Here is another reason why responsible anonymous blogging has a place: This is not a popular opinion. I might be scorned by my City-employed neighbors were these views to be known. Yet it is important that the consequences of the elimination of the residency rule be considered. If housing prices really do fall, moreover, the first cop to move out will be fine -- but his fellow cop neighbors will take a beating if they can't sell as fast. I'd be far more receptive to Local 2 or the FOP negotiating a housing allowance for younger firemen or cops in certain particularly disadvantaged areas of the City. But that's another story.

Is Chico pandering for the votes of cops and firemen? The indispensable Second City Cop blog recognizes Chico's statements as such, but adds, "It's what politicians do."

Chico was running a distant third in the polls before Monday when the Illinois Appellate Court knocked Rahm Emanuel off the ballot. In the surreal world of Chicago politics, however, Chico would probably have become the frontrunner were Emanuel to remain off the ballot.

But Emanuel is back on the ballot, as of this morning, because the Illinois Supreme Court accepted his appeal and ordered a stay of the Appellate Court's decision. Yesterday afternoon the court announced that it was taking the case on the briefs submitted to the Appellate Court and would not hear argument.

The Court's action yesterday signals that a decision is probably imminent, possibly as early as today. Also, to me at least, the Court's action means that whatever the Supreme Court intends to do, there is a clear majority supporting it. Further, it means that the court does not see this as a particularly close case (whichever way it goes) because it sees no need for additional briefing or argument. Finally, it probably means that Justice Anne Burke will be able to recuse herself from the court's determination -- something she probably wants to do inasmuch as her husband, Chicago Ald. Ed Burke, has endorsed Chico.

There are some powerful people who've been fighting to keep Emanuel off the ballot.

Burt Odelson, who is leading the legal team against Emanuel, is a well-respected and very successful lawyer in the very narrow (and, in Cook County, critically important) specialty of election law. After he lost at the Board of Elections and in the Circuit Court, some media outlets here were portraying him as a buffoon. He is not.

Nor is Emanuel's success a foregone conclusion. Put it this way: If Curmudgeon, Esq. had been summoned to President Obama's side, not as Chief of Staff of course, but as (for example) deputy assistant to the deputy assistant White House counsel (something junior enough to match my station in the food chain) and were I to return, after having rented out my house, with ambitions to run for Mayor, I would have been rebuffed by the hearing officer.
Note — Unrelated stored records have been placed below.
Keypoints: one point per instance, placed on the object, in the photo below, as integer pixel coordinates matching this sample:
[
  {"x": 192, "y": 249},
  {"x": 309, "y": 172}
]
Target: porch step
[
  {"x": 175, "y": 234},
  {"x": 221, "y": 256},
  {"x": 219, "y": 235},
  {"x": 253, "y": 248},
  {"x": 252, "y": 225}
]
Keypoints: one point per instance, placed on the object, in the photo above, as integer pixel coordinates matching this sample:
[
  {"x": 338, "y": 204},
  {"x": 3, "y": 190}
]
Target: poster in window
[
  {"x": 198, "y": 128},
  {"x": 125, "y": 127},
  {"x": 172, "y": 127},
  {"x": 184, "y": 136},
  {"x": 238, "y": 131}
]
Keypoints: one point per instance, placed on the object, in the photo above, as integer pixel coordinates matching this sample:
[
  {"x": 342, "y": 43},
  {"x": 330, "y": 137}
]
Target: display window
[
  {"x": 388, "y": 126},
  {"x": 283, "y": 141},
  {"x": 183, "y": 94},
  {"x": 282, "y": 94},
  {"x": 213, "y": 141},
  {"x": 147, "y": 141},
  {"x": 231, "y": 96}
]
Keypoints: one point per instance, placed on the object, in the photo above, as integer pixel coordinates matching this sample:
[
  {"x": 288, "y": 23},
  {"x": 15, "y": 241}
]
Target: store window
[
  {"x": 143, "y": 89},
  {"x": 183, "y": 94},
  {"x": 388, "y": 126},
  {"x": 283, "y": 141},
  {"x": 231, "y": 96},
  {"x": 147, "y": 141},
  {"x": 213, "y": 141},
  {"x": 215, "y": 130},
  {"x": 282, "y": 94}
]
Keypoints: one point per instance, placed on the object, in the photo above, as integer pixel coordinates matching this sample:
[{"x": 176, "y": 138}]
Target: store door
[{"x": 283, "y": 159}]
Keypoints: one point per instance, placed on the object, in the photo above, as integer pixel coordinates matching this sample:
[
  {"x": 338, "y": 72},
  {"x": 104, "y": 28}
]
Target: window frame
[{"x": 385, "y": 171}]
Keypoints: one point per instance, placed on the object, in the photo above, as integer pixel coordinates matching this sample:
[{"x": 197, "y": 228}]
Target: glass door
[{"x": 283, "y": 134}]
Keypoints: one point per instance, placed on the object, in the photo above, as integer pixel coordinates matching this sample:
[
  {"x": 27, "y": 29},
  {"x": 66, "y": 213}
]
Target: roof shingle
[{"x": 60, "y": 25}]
The full Board of Elections would never have gone my way, and neither would the learned Circuit Court judge who ruled in Mr. Emanuel's favor.

Ballot access is as jealously guarded in Chicago as nowhere, perhaps, but in the old Soviet bloc. A right to run is never presumed. Thus, attacking Mr. Emanuel's candidacy was never a foolish quest, however it turns out.

But I can't help but think of an old adage as we watch this Emanuel ballot drama come to a conclusion: He who would strike the king must aim to kill. Emanuel was wounded -- don't doubt it -- by this week's court action, but if the Supreme Court reinstates him he will be anything but dead. In fact, polls show he might win the election in February, without the need for a runoff.

We live in interesting times in Chicago.

3 comments:

Dave said...

I hate to ask the question, is Obama still a "resident?" The only difference seems to be that he isn't renting his house.

Empress Bee (of the high sea) said...

i hadn't heard this but wondered what would happen to emanuel.

smiles, bee
tyvc

The Curmudgeon said...

Dave -- I suspect that, if the Appellate Court decision stands, Emmanuel's renting the house out may be the key fact against him. However, there's been talk that, under this decision, Mr. Obama -- who, you correctly note, has not rented out his Chicago home -- could not return to Chicago and run for mayor because he clearly has been 'residing in' Washington, D.C. With the Supreme Court's decision expected at any moment, the nuances of the Appellate Court decision are probably of academic interest only.